2. Die vom Rechtsanwalt hierbei geschuldeten Sorgfaltsanforderungen werden nach einem objektivierten Maßstab bemessen, so dass es nicht auf die Qualität und Leistungsfähigkeit der verwendeten Anwalts-Software ankommen kann. Wer Software benutzt, hat sicher zu stellen, dass diese den allgemein gültigen beruflichen Sorgfaltsanforderungen entspricht.
3. Unter den Voraussetzungen des § 628 Abs. 1 S. 2 BGB entfällt nur derjenige Teil der Vergütung, der den Gegenwert für eine Tätigkeit des Dienstverpflichteten darstellt, an der der Dienstberechtigte aufgrund der vorzeitigen Kündigung kein Interesse mehr hat. Dies kann im Ausnahmefall allerdings auch die gesamte geschuldete Vergütung sein. Nach der st. Rspr. des BGH und der OLG ist der Begriff des Wegfalls des Interesses nicht abstrakt, sondern in Relation zu den tatsächlichen erneuten Aufwendungen auszulegen, d.h. der Wegfall des Interesses umfasst beim Anwaltsvertrag regelmäßig diejenigen Gebühren, die der Mandant nach der vorzeitigen Kündigung erneut aufwenden muss, z.B. in einem Anwaltsprozess die erneut anfallende Prozess- und Verhandlungsgebühr. Abzustellen ist danach auf den dem Mandanten durch die Mandatsniederlegung tatsächlich entstandenen Mehraufwand.
4. Ein vom Verkehrsanwalt mit der Beklagten vereinbarter Verzicht auf die Erhebung der Verkehrsanwaltsgebühr ist unwirksam, weil er gegen das gesetzliche Verbot der Unterbietung der gesetzlichen Gebühren verstößt, § 134 BGB i.V.m. § 49b Abs. 1 S. 1 BRAO. Der Senat sieht die Verkehrsanwaltsgebühr als eine gerichtliche Gebühr an.
Verfahrensgang
LG Halle (Saale) (Aktenzeichen 4 O 1/01) |
Tenor
Auf die Berufung der Kläger zu 2) und zu 3) wird das am 18.10.2001 verkündete Urteil des LG Halle, Az.: 4 O 1/01, unter Zurückweisung der Berufung im Übrigen teilweise abgeändert und wie folgt neu gefasst:
Die Beklagte wird verurteilt, an die Rechtsanwälte S., B. & H. 70.534,25 Euro nebst 4 % Zinsen hieraus seit dem 22.2.2001 zu zahlen; im Übrigen wird die Klage abgewiesen.
Die Gerichtskosten sowie die außergerichtlichen Kosten der Kläger zu 2) und zu 3) und der Beklagten in beiden Instanzen haben die Kläger zu 2) und zu 3) einerseits und die Beklagte andererseits zu jeweils 50 % zu tragen.
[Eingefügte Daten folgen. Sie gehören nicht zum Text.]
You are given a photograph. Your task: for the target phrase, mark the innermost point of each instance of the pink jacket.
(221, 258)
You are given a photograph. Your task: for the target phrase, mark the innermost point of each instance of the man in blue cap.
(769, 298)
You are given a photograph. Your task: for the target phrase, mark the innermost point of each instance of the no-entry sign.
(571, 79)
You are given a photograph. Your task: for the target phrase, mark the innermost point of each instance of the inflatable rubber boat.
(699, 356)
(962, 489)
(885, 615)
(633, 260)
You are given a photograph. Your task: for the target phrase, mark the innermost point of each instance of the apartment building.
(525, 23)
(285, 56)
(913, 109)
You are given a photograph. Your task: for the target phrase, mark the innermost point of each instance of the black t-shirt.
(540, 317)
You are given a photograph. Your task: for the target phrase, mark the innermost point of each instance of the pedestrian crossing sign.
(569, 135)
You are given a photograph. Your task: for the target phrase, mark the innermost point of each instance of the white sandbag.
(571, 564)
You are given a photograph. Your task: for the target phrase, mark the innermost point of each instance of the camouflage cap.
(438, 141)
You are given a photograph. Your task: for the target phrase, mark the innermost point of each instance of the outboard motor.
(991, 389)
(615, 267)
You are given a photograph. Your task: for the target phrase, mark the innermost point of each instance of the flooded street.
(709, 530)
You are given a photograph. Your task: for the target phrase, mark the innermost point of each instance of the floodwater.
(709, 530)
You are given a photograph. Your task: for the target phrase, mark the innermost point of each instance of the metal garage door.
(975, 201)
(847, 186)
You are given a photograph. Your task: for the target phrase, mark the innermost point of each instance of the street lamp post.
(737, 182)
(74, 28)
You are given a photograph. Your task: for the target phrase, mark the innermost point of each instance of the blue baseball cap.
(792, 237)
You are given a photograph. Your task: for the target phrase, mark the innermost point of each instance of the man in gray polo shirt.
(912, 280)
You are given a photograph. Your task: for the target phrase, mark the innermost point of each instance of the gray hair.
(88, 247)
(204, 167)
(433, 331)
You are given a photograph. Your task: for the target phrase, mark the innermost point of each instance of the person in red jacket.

Die außergerichtlichen Kosten des Klägers zu 1) trägt dieser selbst.
Das Urteil ist vorläufig vollstreckbar. Die Beklagte kann die Zwangsvollstreckung durch die Kläger zu 2) und zu 3) für die Rechtsanwälte S., B. & H. durch Sicherheitsleistung i.H.v. 100.000 Euro abwenden, wenn nicht die Rechtsanwälte S., B. & H. zuvor Sicherheit in gleicher Höhe geleistet haben. Die Kläger zu 2) und zu 3) können die Zwangsvollstreckung durch die Beklagte durch Sicherheitsleistung i.H.v. 5.000 Euro abwenden, wenn nicht zuvor die Beklagte Sicherheit in gleicher Höhe geleistet hat.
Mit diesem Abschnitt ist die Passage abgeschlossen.